Başbakan Yıldırım, "Cumhurbaşkanı partili, partinin genel başkanı, iktidar partisinin sonuçta çoğunluğu ona bakacak, bu milletvekilleri nasıl özgür iradesiyle oy kullanacak?" sorusuna ilişkin de "Eğer cumhurbaşkanı yanlış yapıyorsa, şunu mu diyoruz, Meclisteki bütün milletvekilleri de o yanlışa rıza gösterecek. Böyle bir şey olur mu?" dedi.

"Milletvekillerinin güçlü liderin sözünün dışına çıkamadığının" belirtilmesi üzerine de Yıldırım, "Çıktı, önceki anayasa değişikliğinde partilerin kapatılmasını zorlaştıracak maddeye bizim milletvekilleri olur vermedi, 330'u bulamadık. Anayasa değişikliği ama bizim sayımız yettiği halde vermedi." ifadelerini kullandı.

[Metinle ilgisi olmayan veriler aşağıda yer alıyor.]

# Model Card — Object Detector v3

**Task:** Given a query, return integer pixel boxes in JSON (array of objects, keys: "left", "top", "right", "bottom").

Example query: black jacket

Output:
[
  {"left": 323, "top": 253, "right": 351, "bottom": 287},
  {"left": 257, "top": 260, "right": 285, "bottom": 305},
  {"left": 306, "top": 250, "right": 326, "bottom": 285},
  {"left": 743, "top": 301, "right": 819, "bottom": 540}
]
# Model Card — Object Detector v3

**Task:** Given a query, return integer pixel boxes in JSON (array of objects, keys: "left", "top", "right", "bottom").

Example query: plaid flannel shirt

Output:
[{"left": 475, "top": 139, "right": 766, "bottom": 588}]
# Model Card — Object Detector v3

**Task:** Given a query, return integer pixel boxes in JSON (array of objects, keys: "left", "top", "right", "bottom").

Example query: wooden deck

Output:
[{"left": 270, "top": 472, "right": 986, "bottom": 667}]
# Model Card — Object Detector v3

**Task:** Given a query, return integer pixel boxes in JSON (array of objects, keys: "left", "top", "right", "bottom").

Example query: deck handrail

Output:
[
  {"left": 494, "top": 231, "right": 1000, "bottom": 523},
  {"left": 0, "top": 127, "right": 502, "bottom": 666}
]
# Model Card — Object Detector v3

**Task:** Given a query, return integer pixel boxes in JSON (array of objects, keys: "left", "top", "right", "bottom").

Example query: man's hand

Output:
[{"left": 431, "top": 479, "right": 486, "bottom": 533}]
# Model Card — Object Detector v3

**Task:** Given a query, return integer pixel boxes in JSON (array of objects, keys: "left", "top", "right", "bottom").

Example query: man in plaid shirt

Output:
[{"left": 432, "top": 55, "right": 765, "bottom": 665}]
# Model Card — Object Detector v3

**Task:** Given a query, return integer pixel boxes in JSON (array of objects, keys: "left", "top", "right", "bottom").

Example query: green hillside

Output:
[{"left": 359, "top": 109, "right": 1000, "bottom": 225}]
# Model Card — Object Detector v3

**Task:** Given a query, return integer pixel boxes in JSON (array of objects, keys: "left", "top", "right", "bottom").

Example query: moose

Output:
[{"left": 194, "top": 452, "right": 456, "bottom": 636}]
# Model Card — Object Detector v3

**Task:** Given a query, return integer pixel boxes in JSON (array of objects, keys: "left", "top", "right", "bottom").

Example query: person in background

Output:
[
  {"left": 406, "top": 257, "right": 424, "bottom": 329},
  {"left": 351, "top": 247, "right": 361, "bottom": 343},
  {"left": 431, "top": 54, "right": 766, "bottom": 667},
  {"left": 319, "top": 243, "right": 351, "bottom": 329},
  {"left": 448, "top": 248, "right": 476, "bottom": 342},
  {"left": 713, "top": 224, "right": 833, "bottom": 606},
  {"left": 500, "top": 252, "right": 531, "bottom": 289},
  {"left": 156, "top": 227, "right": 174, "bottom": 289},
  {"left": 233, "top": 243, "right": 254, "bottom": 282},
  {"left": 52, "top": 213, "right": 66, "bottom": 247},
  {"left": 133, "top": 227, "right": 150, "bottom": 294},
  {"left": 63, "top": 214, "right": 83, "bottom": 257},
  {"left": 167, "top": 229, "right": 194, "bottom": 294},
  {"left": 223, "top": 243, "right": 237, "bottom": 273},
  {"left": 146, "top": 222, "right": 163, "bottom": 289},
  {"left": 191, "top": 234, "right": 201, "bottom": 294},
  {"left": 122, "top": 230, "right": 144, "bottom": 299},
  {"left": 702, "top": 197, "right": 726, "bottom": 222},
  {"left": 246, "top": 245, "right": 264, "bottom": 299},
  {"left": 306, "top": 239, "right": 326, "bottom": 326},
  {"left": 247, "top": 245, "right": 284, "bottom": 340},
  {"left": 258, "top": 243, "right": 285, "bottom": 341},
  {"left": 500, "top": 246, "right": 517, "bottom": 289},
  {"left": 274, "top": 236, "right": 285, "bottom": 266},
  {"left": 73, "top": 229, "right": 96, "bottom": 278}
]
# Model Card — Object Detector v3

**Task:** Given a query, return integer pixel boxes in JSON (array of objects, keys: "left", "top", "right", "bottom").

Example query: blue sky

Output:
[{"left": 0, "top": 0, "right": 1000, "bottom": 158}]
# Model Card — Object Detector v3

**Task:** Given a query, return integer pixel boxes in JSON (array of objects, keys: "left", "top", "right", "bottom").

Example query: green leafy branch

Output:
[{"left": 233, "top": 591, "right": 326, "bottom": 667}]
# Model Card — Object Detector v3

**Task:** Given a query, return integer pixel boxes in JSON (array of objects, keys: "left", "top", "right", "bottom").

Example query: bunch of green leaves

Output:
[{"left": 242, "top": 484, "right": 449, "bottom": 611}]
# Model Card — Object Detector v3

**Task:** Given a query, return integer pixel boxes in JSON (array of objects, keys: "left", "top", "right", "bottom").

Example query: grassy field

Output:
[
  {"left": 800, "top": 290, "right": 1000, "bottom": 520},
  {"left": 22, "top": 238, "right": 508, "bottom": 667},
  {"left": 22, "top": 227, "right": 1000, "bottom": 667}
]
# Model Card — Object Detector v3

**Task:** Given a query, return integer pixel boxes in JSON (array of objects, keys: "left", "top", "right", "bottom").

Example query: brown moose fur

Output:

Başbakan Yıldırım, "Mesela Tayyip Erdoğan, Sayın Cumhurbaşkanımız, hele partisinin de başında olsa AK Parti onun isteği dışında bir irade belirleyebilir mi?" sorusunu da şöyle yanıtladı:

"Bir kere her şey önce konuşulur. Ülkenin yararına, kamu vicdanını rahatsız etmeyecek, bütün toplumu ve geleceğini düşünecek bir düzenleme olursa orada zaten kimse itiraz etmez. Tıpkı bu anayasa değişikliğinde olduğu gibi. Biz her aşamasında oturduk, arkadaşlarımızla konuştuk, yetmedi MHP ile de müzakere ettik. Eğer bunları yapmasaydık, siz zannediyor musunuz bu Meclisten kolay geçecek. Öyle otomatik olarak, 'Arkadaşlar elinizi kaldırın, biz anayasa değişikliği getiyoruz'. Partilerin kapatılmasının yasaklanmasıyla ilgili madde kendi grubumuz tek başına yetiyordu, 243, 244 milletvekilimiz vardı. Grubumuz yetmesine rağmen o sayıyı bulamadık. Bile bile yanlışa hiç kimse rıza göstermez. Eğer lider grubunu yanlış yola sokmak istiyorsa o grup onu yapmaz. 1 Mart tezkeresini hatırlayın. Grubumuza biz hakim değil miydik?"

"Bu durumun parlamenter demokratik sistemin gücü olduğu" ifadesi üzerine de Yıldırım, "O zaman biz daha güçlüydük." karşılığını verdi.

Başbakan Yıldırım, "Cumhurbaşkanımız o tarihte başkan olsaydı 1 Mart tezkeresi geçerdi." sözüne ilişkin de "1 Mart tezkeresinin geçemesini ben de isteyenlerdenim, o ayrı mesele. Ama 363 milletvekiliniz var, mutlak hakimsiniz, orada da partinin genel başkanısınız ve bir tane başbakanınız var ayrıca siz o oylamada 265 milletvekilinde kalıyorsunuz, dikkatinizi çekiyorum. Parlamenter demokratik sistem veya cumhurbaşkanlığı sistemi fark etmez." değerlendirmesinde bulundu.